Ruh ebediyete müştaktır. Beden onun kafesi… Kafeslenmiş ruhumuzun etrafında bir de dünyadan, dünyalıklardan duvarlar var. Her zulüm, her bir isyan yoruyor bizi. O güzel çocukluk dönemleri geride kaldı artık. Sokaklarda oynayan çocuklar çok az. Her yer kablolarla veya kablosuz ağlarla sarılmış. Peki ya çocuklarımızı nasıl bir gelecek bekliyor?
Ümitsizliğe gerek yok. Zira belki de ilk insanlardan beri herkes geçmişteki yaşantıya özlem duyuyor, dünyanın kötülüğünden yakınıyor. Ancak iyiler her zaman iyidir, kötüler de kötü. İyilik ve kötülük değişmiyor. Bizler çocuklarımıza iyi bir dünya bırakamamış olabiliriz ancak onlara miras olarak güzel ahlak ve insanlık bıraktıysak ne mutlu…

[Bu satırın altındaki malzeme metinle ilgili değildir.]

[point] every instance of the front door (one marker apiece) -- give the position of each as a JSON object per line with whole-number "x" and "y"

“Gün gelir dertsizlik dert olur.” demişler. Güzel bir derdimiz olsa, zaten o dertle ömür geçer. Derdin güzeli de vardır. Dertlerin en güzeli, İslam davasıdır. Allah rızasını kazanmanın derdini kendi nefsimize ve çocuklarımıza aşılayalım. Mazlumların derdiyle dertlenmek, iyi bir insan olmaya, kendini yetiştirmeye çalışmak, dünya zindanını Yusuf Aleyhisselam misali ilim yuvasına çevirmek, dünyayı bizi cennete ulaştıracak bir binek olarak görmek ve öyle yaşamak dünyaya neden geldiğimizi bize hatırlatacak ve sıkıntılarımızı azaltacaktır Allah’ın izniyle.
Rabbim dünyadan kazasız belasız çıkmayı, imtihanlarımızı alnımızın akıyla geçmeyi nasip eylesin bizlere. Âmin…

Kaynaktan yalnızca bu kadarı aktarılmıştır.